New Hope for American Art
New Hope for American Art is the most comprehensive book ever published on artists from, and surrounding, the New Hope Art Colony (also known as the Pennsylvania Impressionists). This book, with its 612 pages and over 1,000 color plates of artwork include biographies of 165 individual Pennsylvania Impressionists and New Hope Modernists as well as artists from the Philadelphia Ten, a pioneering group of women all educated at Philadelphia art schools.

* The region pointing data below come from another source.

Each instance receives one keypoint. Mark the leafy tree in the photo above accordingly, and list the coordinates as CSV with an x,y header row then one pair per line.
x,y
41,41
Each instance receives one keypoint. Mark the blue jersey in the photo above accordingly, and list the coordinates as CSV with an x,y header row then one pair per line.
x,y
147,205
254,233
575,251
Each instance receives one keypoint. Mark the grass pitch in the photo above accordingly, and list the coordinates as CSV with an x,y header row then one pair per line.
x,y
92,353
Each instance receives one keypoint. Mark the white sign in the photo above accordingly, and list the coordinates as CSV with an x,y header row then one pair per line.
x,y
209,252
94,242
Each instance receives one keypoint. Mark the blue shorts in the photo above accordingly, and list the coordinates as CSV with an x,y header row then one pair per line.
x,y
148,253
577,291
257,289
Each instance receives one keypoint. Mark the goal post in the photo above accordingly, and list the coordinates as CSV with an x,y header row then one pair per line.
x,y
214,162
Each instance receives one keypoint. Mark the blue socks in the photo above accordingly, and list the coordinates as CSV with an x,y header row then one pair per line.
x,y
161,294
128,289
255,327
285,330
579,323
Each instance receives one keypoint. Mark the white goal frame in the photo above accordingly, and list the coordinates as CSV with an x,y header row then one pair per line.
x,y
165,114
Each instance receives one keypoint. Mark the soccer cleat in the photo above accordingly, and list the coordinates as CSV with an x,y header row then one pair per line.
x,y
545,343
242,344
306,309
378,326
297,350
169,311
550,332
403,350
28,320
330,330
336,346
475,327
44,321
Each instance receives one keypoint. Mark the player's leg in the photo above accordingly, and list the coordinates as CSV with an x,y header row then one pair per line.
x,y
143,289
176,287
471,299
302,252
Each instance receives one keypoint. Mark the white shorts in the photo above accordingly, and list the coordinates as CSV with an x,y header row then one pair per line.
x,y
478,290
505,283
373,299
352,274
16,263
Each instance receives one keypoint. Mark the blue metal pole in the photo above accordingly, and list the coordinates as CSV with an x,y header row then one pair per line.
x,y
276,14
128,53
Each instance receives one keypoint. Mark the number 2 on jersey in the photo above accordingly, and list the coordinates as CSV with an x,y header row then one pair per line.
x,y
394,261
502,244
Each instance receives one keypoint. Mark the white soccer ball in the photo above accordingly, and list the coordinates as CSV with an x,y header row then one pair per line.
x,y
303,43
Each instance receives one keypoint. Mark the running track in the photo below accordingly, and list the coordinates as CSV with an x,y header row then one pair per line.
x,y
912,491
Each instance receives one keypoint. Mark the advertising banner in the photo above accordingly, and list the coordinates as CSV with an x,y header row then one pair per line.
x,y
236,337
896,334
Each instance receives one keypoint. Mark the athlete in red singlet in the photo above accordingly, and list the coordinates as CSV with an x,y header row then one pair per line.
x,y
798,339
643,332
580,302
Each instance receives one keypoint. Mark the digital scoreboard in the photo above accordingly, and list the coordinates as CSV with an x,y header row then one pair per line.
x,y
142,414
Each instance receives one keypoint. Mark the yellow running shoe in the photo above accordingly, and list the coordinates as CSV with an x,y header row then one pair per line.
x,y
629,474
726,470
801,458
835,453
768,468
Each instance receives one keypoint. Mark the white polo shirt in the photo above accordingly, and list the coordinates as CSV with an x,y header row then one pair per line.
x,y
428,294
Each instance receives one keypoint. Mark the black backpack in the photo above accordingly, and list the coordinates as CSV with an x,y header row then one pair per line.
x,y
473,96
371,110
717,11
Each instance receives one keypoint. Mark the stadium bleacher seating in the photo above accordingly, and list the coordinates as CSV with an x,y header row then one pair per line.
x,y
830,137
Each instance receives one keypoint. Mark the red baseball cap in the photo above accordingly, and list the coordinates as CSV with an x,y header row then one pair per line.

In this book, you'll find biographies and artwork from such artists as:
William Langson Lathrop
William F. Taylor
M. Elizabeth Price
S. George Phillips
Rae Sloan Bredin
Charles F. Ramsey
New Hope for American Art was authored, designed and published by James M. Alterman, an expert in the field of Pennsylvania Impressionist and Modernist painting. A longtime collector and owner of two fine art galleries, Alterman wanted to create a user-friendly book intended not only to educate collectors and enthusiasts about this art but to help train one's eye. The book offers valuable tips on how to avoid common mistakes often experienced by new collectors drawn from the author's personal experiences as a collector and fine art dealer.